On Thu, Feb 04, 2021 at 09:17:54PM -0800, Bakul Shah wrote:
On Feb 4, 2021, at 4:33 PM, Larry McVoy
<lm(a)mcvoy.com> wrote:
Ignoring the page cache and make their own cache has big problems.
You can mmap() ZFS files and doing so means that when a page is referenced
it is copied from the ZFS cache to the page cache. That creates a
coherency problem, I can write via the mapping and I can write via
write(2) and now you have two copies of the data that don't match,
that's pretty much OS no-no #1.
Write(2)ing to a mapped page sounds pretty dodgy. Likely to get you
in trouble in any case. Similarly read(2)ing.

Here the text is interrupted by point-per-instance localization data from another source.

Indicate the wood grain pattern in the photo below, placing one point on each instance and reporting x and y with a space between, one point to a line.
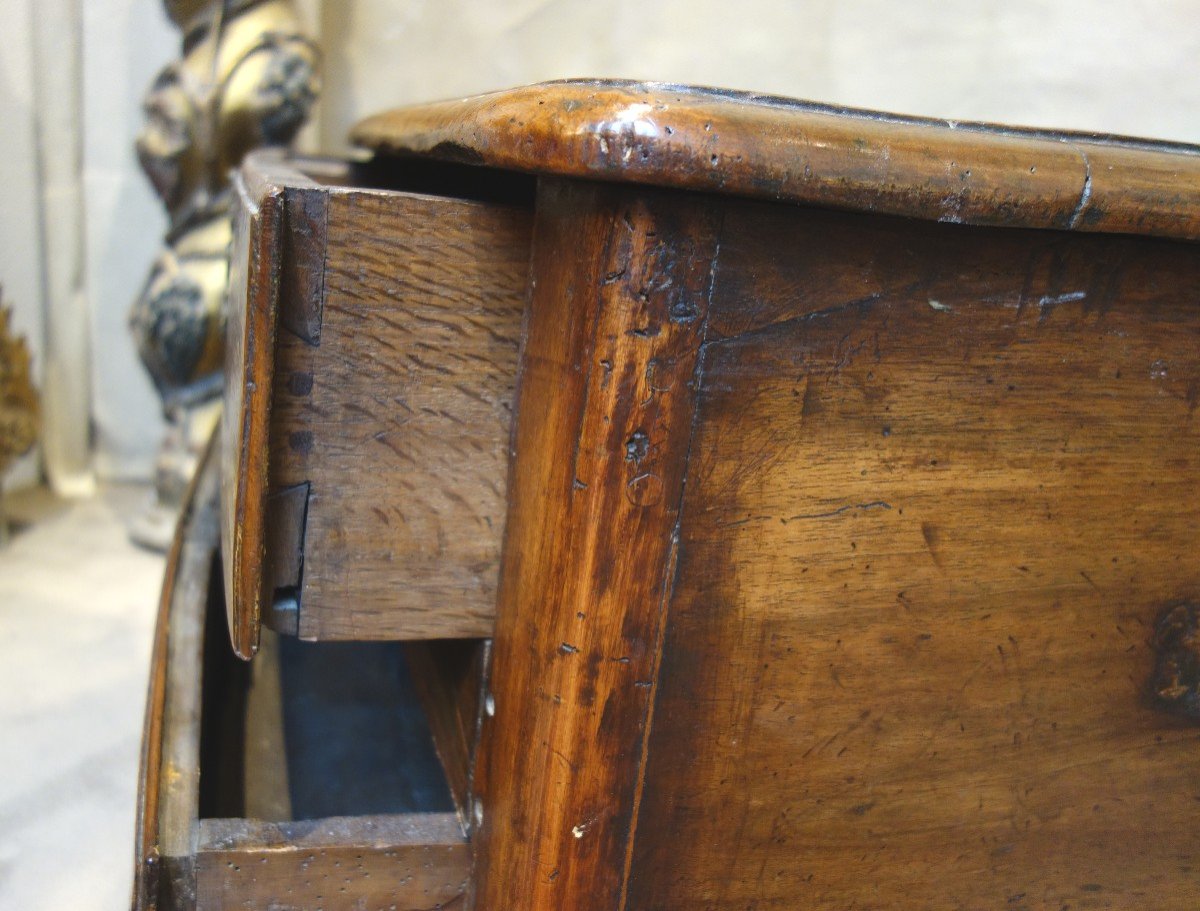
725 142
617 313
250 353
167 781
408 863
399 418
941 489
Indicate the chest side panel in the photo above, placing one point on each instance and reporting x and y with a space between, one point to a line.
941 495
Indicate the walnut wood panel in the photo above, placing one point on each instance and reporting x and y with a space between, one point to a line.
941 491
687 137
617 312
399 415
408 863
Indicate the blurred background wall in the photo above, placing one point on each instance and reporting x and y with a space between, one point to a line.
79 226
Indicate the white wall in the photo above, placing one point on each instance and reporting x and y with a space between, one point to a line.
125 43
1079 64
19 207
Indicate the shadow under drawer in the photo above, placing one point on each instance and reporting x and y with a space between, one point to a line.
305 779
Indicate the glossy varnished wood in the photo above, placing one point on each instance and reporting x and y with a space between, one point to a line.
618 306
940 493
250 352
725 142
409 863
167 783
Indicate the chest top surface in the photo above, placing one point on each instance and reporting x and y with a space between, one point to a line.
787 150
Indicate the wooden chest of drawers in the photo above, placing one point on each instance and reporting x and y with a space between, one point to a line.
783 507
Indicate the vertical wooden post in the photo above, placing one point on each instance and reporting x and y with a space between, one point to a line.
605 411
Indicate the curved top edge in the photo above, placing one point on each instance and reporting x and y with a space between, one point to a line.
787 150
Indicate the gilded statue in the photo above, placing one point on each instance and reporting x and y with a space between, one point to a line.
247 78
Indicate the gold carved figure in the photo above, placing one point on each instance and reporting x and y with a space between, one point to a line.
247 78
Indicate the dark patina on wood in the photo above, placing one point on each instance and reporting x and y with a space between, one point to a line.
745 144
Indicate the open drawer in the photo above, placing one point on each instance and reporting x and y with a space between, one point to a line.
306 779
375 321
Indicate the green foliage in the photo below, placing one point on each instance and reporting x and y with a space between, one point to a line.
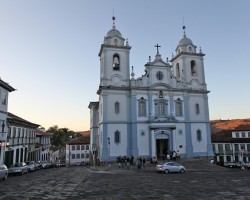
60 135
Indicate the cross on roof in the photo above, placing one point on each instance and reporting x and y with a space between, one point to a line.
157 46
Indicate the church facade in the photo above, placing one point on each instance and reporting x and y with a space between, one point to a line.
164 110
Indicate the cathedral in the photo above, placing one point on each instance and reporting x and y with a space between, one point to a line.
164 110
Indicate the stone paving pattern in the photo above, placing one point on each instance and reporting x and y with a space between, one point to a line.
201 181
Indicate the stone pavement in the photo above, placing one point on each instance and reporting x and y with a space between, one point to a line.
201 181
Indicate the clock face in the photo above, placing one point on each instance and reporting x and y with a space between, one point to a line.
159 75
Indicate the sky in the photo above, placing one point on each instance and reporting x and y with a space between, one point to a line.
49 51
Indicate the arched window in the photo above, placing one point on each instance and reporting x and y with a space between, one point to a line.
116 62
178 108
193 68
117 107
197 109
161 108
178 72
190 49
142 107
198 135
117 136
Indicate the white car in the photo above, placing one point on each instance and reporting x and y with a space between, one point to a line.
3 172
170 167
18 168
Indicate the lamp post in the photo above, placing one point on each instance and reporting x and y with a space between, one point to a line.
108 139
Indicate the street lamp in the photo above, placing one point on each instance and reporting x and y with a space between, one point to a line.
108 139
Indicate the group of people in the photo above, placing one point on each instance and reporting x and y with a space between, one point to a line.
130 161
173 155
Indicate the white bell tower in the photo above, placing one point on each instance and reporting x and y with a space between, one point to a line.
187 64
114 59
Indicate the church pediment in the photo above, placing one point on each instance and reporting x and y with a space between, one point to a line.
160 86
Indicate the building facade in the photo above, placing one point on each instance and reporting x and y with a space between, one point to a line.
232 145
21 140
164 110
5 89
77 151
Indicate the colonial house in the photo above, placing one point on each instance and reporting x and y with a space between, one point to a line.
21 140
77 150
5 88
232 145
43 145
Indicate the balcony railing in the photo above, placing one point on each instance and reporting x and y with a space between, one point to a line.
3 136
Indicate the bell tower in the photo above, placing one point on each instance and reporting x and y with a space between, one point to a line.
114 59
188 65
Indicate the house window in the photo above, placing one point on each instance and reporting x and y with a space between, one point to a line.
142 107
178 108
4 98
220 148
197 109
117 107
116 62
14 132
178 73
198 135
193 68
236 147
117 137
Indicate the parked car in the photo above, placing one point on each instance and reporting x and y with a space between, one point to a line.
18 168
45 165
3 172
80 163
31 166
38 165
170 167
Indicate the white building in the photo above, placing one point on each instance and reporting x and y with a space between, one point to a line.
77 151
232 145
21 140
5 88
164 110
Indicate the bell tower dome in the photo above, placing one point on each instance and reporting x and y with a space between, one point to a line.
188 65
114 59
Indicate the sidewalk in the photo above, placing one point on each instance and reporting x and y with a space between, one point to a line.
191 165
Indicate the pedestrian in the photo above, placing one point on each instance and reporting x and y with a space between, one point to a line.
143 162
178 156
128 162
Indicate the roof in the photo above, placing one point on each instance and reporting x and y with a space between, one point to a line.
79 140
42 133
225 136
243 127
6 86
13 119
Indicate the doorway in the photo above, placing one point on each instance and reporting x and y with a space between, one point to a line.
161 148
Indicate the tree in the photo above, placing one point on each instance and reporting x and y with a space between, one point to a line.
60 136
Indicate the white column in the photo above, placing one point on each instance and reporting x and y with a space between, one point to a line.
153 143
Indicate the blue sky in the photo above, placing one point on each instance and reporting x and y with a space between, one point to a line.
49 51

The entire point of the SunOS 4.0 VM system was that the page you
saw via mmap(2) is the exact same page you saw via read(2). It's
the page cache, it has page sized chunks of memory that cache
file,offset pairs.
There is one, and only one, copy of the truth. Doesn't matter how
you get at it, there is only one "it".
ZFS broke that contract and that was a step backwards in terms of
OS design.
Let me repeat a part of my response you cut out:
And you can keep track of mapped pages and read/write from them if
necessary even if you have a separate cache for any compressed pages.
In essence you pass the ownership of a page's data from a compressed
page cache to the mapped page. Just like in processor cache coherence
algorithms there is one source of truth: the current owner of a cached
unit (line or page or whatever). In other words, the you see via mmap(2)

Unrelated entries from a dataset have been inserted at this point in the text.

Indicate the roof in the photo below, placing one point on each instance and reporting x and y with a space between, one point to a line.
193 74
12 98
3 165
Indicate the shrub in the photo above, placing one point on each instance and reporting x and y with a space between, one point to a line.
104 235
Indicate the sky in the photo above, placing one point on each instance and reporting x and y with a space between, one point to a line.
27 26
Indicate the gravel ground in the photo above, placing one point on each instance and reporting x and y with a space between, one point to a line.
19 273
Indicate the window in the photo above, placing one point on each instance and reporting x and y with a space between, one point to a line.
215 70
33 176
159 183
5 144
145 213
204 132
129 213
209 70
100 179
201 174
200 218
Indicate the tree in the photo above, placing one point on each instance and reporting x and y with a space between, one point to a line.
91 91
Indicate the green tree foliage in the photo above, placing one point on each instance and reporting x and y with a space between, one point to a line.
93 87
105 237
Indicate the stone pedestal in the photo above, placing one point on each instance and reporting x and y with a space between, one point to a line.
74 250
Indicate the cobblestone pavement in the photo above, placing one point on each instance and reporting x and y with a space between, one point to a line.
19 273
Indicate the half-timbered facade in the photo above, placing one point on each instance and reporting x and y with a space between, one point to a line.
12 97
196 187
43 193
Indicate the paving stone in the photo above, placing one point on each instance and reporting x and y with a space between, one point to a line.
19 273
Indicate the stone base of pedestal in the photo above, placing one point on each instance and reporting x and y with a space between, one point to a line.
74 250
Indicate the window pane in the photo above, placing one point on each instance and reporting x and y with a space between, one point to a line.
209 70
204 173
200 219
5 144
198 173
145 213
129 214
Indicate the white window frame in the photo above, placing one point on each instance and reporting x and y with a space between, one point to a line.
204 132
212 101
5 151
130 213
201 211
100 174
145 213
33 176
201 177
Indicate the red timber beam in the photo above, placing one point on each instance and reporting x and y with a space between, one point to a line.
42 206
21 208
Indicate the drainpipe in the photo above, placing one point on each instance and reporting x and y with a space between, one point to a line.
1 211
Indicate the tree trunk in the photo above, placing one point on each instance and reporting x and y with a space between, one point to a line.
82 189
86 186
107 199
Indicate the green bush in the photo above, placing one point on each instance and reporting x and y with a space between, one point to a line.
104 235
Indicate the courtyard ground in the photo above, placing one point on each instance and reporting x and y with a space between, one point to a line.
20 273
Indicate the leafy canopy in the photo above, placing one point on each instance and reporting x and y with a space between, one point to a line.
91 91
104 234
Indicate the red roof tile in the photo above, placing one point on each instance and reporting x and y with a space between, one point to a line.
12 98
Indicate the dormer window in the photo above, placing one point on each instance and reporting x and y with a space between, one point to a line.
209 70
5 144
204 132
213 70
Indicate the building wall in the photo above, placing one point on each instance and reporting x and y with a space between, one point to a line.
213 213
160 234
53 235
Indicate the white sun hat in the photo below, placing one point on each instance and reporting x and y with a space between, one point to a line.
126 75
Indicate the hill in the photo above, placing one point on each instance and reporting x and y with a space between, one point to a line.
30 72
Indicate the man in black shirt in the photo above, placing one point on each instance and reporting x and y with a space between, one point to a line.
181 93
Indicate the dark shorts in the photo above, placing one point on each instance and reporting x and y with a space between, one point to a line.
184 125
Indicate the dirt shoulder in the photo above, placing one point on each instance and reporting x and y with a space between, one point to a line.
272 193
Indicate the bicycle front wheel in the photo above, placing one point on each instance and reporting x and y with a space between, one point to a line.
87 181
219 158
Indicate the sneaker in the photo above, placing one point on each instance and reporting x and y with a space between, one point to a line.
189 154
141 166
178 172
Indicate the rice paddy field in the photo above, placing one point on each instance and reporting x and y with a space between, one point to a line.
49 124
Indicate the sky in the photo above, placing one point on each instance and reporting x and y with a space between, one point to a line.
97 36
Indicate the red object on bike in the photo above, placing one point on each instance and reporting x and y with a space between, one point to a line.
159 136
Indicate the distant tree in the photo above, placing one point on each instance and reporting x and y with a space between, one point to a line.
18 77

will be the exact same page you will see via read(2). Not having actually
tried this I may have missed corner cases + any practical considerations
complicating things but *conceptually* this doesn't seem hard.
Warner mentions not using ZFS for its double copying. May be omething
like the above can a step in the direction of integrating the caches?
As Ron says, I too would like to hear what the authors of ZFS have to say....